世界がきみの敵となっても
俺はきみのために戦う
盾となり味方となり、命をかけても守りぬく
それは
永遠に変わらぬ──俺の真実だ
はじめ、何が起こったのかさえわからなかった。
まったく理解ができず、総司は彼に微笑みかけさえしたのだ。
だが、それに返された表情は、冷ややかな侮蔑にみちたものだった。
土方は冷たく澄んだ瞳でこちらを見据えると、唇の端をあげた。
「……俺が言った事も理解できんのか」
今まで聞いたこともない、刺すような声音だった。
侮蔑と嘲りにみちた、薄い笑み。
傲然とこちらを見下ろす男は、まるで別人だ。
総司は呆然としたまま、土方を見上げた。
それに、彼は軽く肩をすくめてみせた。
「おまえ、昔から子供だったが、一年たっても変わらんようだな」
「土方…さん……」
「もう一度言ってやろう」
土方は両腕を組むと、かるく身をかがめた。鋭い視線を総司に真っ直ぐあてながら、言葉をつづける。

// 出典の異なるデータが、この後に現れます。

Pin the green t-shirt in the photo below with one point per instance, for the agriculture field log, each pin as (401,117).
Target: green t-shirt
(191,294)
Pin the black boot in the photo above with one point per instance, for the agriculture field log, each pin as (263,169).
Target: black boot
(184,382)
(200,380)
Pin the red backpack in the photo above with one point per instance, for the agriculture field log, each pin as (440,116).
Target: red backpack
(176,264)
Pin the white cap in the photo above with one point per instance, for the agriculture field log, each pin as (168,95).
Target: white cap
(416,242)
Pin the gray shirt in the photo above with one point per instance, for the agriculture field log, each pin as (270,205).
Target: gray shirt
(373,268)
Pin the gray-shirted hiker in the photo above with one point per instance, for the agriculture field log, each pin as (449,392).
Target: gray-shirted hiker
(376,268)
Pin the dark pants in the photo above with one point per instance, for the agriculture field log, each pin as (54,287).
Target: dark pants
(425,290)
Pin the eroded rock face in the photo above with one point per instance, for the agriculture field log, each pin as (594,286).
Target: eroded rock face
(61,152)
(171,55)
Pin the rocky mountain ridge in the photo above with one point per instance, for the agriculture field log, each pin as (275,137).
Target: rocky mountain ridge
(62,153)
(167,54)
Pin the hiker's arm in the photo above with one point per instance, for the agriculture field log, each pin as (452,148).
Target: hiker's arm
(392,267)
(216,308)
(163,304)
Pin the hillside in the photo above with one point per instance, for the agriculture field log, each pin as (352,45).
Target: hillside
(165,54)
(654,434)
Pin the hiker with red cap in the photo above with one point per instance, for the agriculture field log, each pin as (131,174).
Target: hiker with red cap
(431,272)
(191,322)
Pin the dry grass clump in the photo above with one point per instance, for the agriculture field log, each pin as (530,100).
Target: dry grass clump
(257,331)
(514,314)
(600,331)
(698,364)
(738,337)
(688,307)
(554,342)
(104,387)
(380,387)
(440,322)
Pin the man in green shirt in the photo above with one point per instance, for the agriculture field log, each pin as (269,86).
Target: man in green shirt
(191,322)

「今すぐ江戸へ帰れ。ここはおまえのような子供がいる処ではない」
「子供って、私は……っ」
「己の分を弁えろという事だ」
そう言い切るなり、土方は背を向けた。着流した黒い着物の裾を翻し、歩み去ってゆく。
それを呆然と見送った総司は、もう何も言うことが出来なかった。彼を追いかけることさえ出来なかったのだ。
(……あの人は……誰……?)
まるで別人だった。
確かに彼と離れてから一年以上の時が過ぎていた。
だが、一緒に江戸を発った近藤や原田、永倉などは何も変わらなかったのだ。彼らから遅れること一年以上後に、ようやく江戸を発って京に着くことが出来た総司を、彼らはあたたかく迎えてくれた。
むろん、初めから違和感はあったのだ。
どうして、ここに彼がいないのかと思った。
総司にとって、土方は実の兄同様の存在であり、幼い頃から半ば彼に育てられたようなものだった。
昔から「歳三さん、歳三さん」と呼んで甘え、土方もそんな少年を優しく慈しみ、愛してくれたのだ。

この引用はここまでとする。